I teach clients and their families that there are four pillars of parole suitability: Insight, Remorse, Culpability and Responsibility. All four hinge largely on admitting guilt and understanding the full impact of one’s offense. This is obviously a challenge for an inmate who maintains his innocence.
“Insight” refers to the inmate’s insight into the causative factors of the commitment offense. The idea is that without an understanding of what led the inmate to a place in his life where he could be involved in a serious crime, the inmate is likely to repeat those factors and be involved in future criminality. So, without such insight, the Board is likely to deny parole. Many people in the parole field even advise inmates to lie and admit to the crime, because that may be the only path toward actually going home.
New Parole Case
Prior appellate court cases, including In re Coronel from 2012, have held that recency of insight is not a strong factor in parole suitability, so long as the inmate demonstrates insight at the time of the parole hearing. On August 31, 2015, the Court of Appeals published In re Swanigan, holding that an inmate who maintains his innocence cannot be denied parole on that basis.

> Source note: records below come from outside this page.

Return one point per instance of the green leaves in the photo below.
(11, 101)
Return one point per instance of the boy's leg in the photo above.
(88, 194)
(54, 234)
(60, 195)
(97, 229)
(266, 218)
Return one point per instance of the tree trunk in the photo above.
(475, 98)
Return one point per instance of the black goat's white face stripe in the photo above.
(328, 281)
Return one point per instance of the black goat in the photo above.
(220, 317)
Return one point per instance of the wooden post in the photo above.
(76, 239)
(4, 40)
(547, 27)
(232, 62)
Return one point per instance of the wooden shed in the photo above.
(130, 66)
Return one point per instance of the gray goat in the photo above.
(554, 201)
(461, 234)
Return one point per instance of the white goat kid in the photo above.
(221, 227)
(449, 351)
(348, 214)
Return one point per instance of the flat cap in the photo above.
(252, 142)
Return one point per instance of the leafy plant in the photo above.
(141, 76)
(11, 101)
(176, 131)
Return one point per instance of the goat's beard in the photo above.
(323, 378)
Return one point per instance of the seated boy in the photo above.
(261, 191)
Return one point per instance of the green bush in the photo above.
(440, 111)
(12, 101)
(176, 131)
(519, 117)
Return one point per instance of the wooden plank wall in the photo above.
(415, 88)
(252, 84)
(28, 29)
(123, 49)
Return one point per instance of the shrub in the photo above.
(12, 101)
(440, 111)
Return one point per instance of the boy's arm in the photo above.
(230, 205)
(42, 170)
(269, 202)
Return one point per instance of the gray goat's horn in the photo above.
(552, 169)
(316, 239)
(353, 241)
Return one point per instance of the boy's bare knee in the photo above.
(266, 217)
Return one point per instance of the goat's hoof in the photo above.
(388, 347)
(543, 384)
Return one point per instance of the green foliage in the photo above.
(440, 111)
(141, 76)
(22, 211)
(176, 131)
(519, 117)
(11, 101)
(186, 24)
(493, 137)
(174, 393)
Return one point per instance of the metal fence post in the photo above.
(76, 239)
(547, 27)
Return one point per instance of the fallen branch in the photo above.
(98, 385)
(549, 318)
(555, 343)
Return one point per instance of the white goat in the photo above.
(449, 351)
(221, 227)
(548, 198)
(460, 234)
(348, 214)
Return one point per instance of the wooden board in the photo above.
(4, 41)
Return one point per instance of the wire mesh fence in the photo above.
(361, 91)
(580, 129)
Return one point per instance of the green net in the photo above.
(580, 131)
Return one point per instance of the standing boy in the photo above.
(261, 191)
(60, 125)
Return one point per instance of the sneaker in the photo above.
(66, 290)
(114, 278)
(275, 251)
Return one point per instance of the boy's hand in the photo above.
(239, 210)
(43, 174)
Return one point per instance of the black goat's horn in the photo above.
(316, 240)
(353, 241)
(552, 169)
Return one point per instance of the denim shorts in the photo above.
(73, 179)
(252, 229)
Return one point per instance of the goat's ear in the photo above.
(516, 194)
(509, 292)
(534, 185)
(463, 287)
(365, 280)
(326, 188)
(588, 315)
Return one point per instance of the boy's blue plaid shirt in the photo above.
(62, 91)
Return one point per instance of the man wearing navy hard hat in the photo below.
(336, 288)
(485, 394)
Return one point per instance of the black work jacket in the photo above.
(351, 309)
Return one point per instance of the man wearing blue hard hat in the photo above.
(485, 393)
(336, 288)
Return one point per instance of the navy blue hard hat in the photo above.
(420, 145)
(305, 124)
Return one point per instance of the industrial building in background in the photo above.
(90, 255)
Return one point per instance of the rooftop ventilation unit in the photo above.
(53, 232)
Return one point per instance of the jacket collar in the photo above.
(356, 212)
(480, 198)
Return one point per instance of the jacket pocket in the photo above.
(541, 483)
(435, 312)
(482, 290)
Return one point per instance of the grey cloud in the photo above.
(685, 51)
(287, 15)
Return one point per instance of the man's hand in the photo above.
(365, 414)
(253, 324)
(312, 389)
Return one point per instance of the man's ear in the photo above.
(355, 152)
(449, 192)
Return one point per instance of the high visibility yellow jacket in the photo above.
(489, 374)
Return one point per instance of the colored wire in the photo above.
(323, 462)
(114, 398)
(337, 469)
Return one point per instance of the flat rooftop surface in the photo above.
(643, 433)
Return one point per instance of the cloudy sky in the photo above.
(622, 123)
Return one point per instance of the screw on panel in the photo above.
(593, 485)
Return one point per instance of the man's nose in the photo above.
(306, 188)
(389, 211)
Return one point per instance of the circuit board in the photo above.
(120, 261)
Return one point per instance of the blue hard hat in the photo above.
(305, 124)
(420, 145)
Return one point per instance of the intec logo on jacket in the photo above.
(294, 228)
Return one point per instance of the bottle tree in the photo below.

The court is correct. The legal standard for parole is “present danger to society.” If there is no evidence that an inmate presents a present danger to society, then parole shall be granted. Given an inmate’s many years of positive programming, good conduct and other factors, the commitment offense is no longer relevant in determining the inmate’s present danger to society; that was the point of the In re Lawrence decision in 2008. If the offense itself is no longer relevant, then an inmate’s refusal to admit to a crime he did not commit cannot be relevant either. So long as that inmate can demonstrate many years of clean prison time, progress toward becoming a productive citizen on the outside and solid parole plans, he should not be required to admit to a crime that he did not commit. Like in Mr. Swanigan’s case, there is enormous pressure to own up to the crime. He even admitted to it at his 2014 parole suitability hearing and then recanted, unable to maintain that lie and take responsibility for something he has always maintained that he didn’t do. The parole board then assailed his credibility for admitting and then recanting his participation in the crime.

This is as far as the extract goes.